Family and Empire
July 2021 saw the publication of My Dearest Martha: The Life and Letters of Eliza Hillier by the City University of Hong Kong Press. At once a reflection on the daily components of empire, an entertaining narrative of familial relationships, and the story of one woman's inner feelings and how they changed, the letters and commentary guide the reader through the vagaries of British family life in East and Southeast Asia in the mid-nineteenth century.

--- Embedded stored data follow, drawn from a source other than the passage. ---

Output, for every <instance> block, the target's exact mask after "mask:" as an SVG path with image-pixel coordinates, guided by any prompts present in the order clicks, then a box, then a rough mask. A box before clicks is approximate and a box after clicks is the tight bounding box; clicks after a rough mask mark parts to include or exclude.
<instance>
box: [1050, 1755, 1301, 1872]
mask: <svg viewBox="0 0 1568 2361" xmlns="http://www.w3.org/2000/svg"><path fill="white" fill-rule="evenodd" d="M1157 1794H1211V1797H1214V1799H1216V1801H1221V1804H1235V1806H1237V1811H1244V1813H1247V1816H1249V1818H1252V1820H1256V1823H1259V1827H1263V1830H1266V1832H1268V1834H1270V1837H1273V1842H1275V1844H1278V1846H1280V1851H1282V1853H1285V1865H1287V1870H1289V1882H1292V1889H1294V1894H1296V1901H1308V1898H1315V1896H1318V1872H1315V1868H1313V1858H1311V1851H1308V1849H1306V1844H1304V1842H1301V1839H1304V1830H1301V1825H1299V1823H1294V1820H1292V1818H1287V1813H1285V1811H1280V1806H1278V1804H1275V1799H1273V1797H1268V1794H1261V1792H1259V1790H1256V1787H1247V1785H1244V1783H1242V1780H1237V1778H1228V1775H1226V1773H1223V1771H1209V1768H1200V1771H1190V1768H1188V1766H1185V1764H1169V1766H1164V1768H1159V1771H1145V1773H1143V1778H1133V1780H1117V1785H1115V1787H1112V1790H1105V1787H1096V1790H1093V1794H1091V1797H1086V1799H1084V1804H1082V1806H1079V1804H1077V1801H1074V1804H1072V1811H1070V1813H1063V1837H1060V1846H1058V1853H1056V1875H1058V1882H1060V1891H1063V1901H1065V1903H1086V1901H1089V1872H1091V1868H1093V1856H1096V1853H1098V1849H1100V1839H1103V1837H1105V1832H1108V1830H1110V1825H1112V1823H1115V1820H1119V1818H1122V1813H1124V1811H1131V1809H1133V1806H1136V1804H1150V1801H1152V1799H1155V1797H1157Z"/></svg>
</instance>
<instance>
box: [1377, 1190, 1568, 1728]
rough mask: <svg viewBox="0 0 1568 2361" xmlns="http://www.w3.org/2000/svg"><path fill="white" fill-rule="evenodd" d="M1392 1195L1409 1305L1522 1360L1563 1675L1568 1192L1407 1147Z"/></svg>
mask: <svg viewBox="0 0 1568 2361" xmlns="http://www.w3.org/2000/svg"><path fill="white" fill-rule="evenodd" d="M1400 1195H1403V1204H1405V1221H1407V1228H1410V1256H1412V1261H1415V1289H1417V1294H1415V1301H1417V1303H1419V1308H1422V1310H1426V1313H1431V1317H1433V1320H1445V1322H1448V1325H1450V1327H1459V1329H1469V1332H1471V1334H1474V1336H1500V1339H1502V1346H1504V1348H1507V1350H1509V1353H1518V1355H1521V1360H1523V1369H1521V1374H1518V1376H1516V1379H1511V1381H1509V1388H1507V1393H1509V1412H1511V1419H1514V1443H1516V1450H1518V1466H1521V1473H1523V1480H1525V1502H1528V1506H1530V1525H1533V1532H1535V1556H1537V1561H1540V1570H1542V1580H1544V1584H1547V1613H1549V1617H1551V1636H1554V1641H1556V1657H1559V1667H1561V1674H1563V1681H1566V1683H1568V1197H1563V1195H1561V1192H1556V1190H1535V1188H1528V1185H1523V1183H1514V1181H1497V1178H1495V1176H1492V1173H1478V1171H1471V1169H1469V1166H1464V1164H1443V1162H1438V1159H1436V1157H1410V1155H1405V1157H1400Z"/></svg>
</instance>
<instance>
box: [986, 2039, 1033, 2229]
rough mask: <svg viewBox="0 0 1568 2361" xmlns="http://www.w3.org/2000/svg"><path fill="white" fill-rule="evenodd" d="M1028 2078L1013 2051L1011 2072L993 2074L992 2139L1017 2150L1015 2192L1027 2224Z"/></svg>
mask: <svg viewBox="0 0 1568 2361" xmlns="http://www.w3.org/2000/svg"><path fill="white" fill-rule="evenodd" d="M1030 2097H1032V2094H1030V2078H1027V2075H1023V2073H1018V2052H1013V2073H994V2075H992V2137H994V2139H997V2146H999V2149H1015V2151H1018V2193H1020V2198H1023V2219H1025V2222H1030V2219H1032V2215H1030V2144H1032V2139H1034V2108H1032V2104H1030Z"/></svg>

Book Depository/Amazon UK/Waterstones
For a glimpse of My Dearest Martha, click here:
https://www.facebook.com/96844704488/posts/10159622314964489
https://twitter.com/CityU_Press/status/1452468133529153538?s=20
For over one hundred years, my family lived and worked in China and Southeast Asia. Walter Medhurst, who began his missionary life in Malacca in 1817, was followed by three further generations. My grandfather, Harold Hillier (one of Medhurst’s grandsons) was four years old, when his father, Harry, was appointed Customs Commissioner at Kowloon, and, in his eighties, he could still remember living on the Peak and going out in the Revenue cruiser. Whilst it was a privileged life, underpinned by imperial superiority and racial difference, Medhurst was an outstanding Sinologue and an ability to speak Chinese and a profound interest in China marked the next two generations - his son, Sir Walter Medhurst, whose career culminated in the Shanghai Consulship, his son-in-law, Charles Hillier, Chief Magistrate of Hong Kong and HBM Consul to Siam until his untimely death in 1856, aged 36, and Charles and Eliza’s three sons - Walter (China Consular Service), Harry (Customs) and Guy ( the blind Peking Agent of the Hongkong Shanghai Bank), who died in office in 1924 (see https://www.hpcbristol.net/collections/hillier ).
From left, Harry, Walter and Guy, undated, but probably late 1880s.
Through their lives and those of their families over the long nineteenth century, I have examined the relationship between family and empire, completing my Ph.D. at Bristol University under Robert Bickers (‘Three Brothers in China’). My first book, Mediating Empire: An English Family in China. 1817-1927, was published in April 2020.
My interests now extend to other aspects of Sino-British relations, I am an Honorary Research Associate at Bristol University and regularly contribute to Historical Photographs of China (HPC), https://www.hpcbristol.net/ and other sites and journals.
This web-site reflects those interests and will, I hope, provide a forum for sharing information about Britain in China.